Mit gut 2,5 Milliarden Euro entfielen zwei Drittel der Gesamtausgaben auf die Personalkosten. Das bedeutete eine Steigerung um 4,5 Prozent gegenüber dem Vorjahr. Der Pflegedienst stellt mit 810 Millionen Euro (plus 2,9 Prozent) den größten Anteil an den Personalkosten, gefolgt vom ärztlichen Personal mit 728 Millionen Euro (plus 6,9 Prozent). Die Kostensteigerungen sind zumindest teilweise auf die Ausweitung des Personalbestandes im medizinisch technischen Dienst, im Funktionsdienst - etwa für den Operationsdienst und die Anästhesie - und im ärztlichen Dienst zurückzuführen.
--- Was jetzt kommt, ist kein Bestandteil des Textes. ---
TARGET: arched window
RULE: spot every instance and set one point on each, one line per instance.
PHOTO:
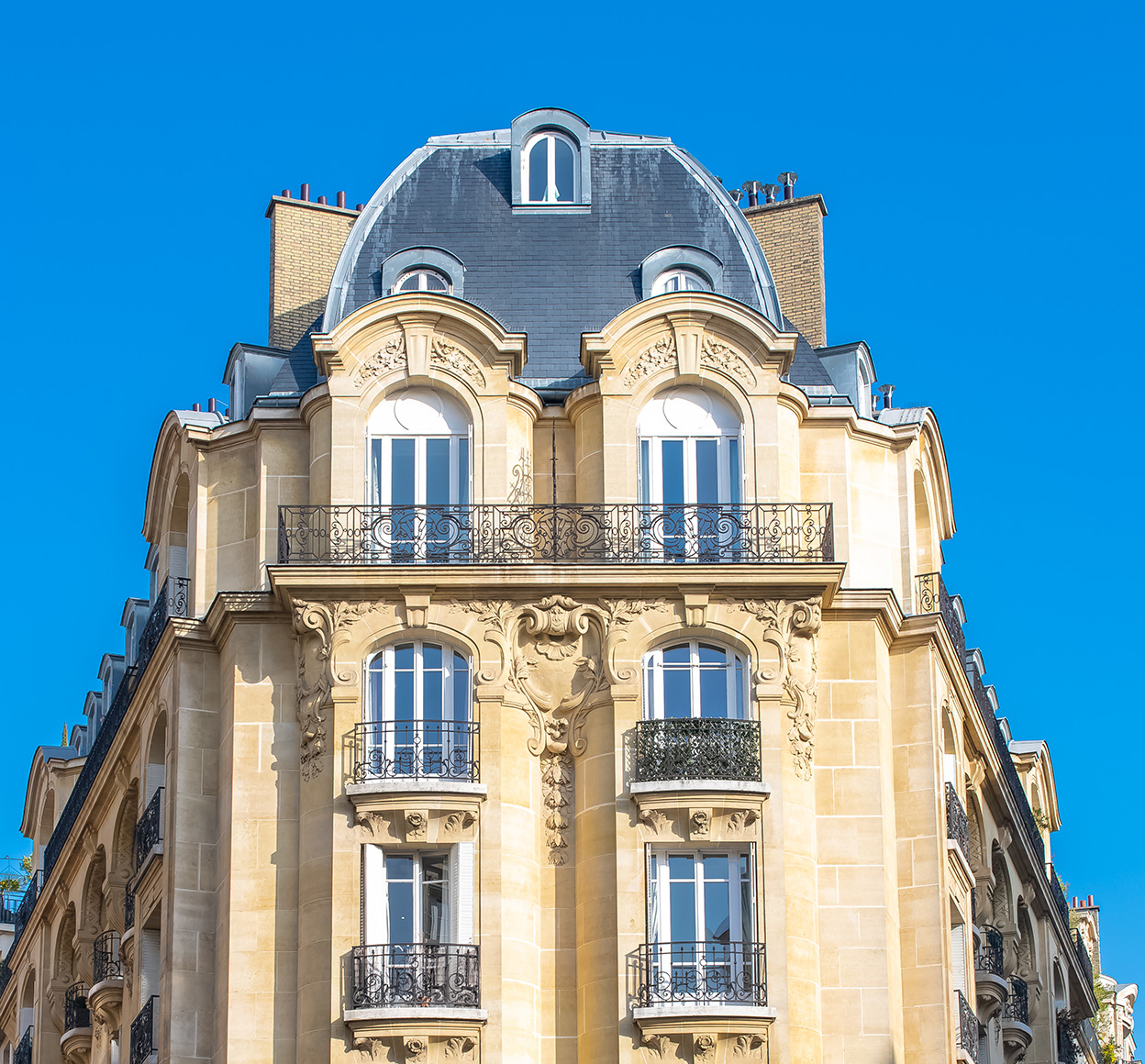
(417, 715)
(423, 280)
(419, 478)
(691, 475)
(680, 281)
(694, 680)
(550, 169)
18.000 Patienten mehr als 2011
Die Sachkosten erhöhten sich gegenüber dem Jahr 2011 um 3,8 Prozent auf nunmehr 1,3 Milliarden Euro. Ursächlich für diese Entwicklung waren die gestiegenen Patientenzahlen - es gab 18.000 mehr vollstationär behandelte Patienten als 2011 - und die damit verbundenen Mehraufwendungen beim medizinischen Bedarf, zum Beispiel für Arzneimittel, Instrumente oder ärztliches und pflegerisches Verbrauchsmaterial (plus 5,5 Prozent). Der Anstieg der Patientenzahlen wirkte sich auch auf den Wirtschaftsbedarf der Krankenhäuser aus (plus 6,4 Prozent). Dazu zählen unter anderem die Aufwendungen für Reinigungs- und Desinfektionsmittel sowie die Reinigung durch externe Betriebe.
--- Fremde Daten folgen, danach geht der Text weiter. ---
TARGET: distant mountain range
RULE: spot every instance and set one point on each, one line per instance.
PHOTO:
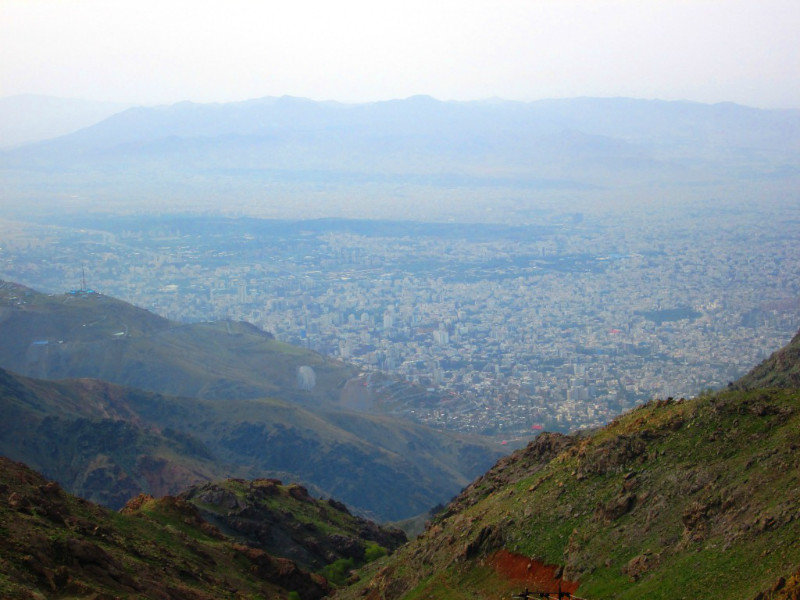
(694, 498)
(232, 151)
(30, 118)
(107, 442)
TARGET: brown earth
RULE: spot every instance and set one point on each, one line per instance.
(531, 573)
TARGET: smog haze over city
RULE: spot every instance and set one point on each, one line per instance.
(540, 214)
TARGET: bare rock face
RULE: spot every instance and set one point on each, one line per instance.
(287, 521)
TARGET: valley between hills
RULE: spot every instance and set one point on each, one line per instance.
(678, 498)
(222, 399)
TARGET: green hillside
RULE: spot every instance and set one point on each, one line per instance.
(54, 545)
(108, 443)
(676, 499)
(782, 369)
(90, 335)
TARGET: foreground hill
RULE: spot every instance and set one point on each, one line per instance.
(782, 369)
(108, 443)
(55, 545)
(286, 521)
(676, 499)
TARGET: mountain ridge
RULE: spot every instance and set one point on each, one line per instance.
(681, 498)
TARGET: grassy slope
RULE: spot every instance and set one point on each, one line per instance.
(782, 369)
(672, 500)
(58, 546)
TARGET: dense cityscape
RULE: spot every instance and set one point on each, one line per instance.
(557, 325)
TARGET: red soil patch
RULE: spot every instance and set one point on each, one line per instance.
(530, 573)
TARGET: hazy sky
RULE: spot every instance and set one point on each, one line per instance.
(746, 51)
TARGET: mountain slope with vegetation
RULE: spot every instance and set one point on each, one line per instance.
(675, 499)
(286, 521)
(85, 334)
(55, 545)
(109, 443)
Durchschnittlich Kosten je Behandlungsfall: 3.917 Euro
Je Behandlungstag wurden 2012 durchschnittlich 523 Euro aufgewendet, das waren 21 Euro oder 4,2 Prozent mehr als im Jahr 2011. Bei einer durchschnittlichen Verweildauer von 7,5 Tagen bei den vollstationär behandelten Patientinnen und Patienten ergeben sich daraus rechnerisch pro Behandlungsfall Kosten von 3.917 Euro (plus 2,9 Prozent). Die Kosten je aufgestelltem Bett beliefen sich im Mittel auf rund 140.000 Euro im Jahr (plus 4,9 Prozent). Zur Ermittlung dieser Werte werden die Gesamtkosten um Positionen bereinigt, die nicht unmittelbar im Zusammenhang mit stationären Leistungen stehen - wie Kosten der Ambulanz, Aufwand für Forschung und wissenschaftliche Lehre. Daraus ergeben sich die sogenannten pflegesatzfähigen Kosten. Im Jahr 2012 lagen diese bei rund 3,5 Milliarden Euro.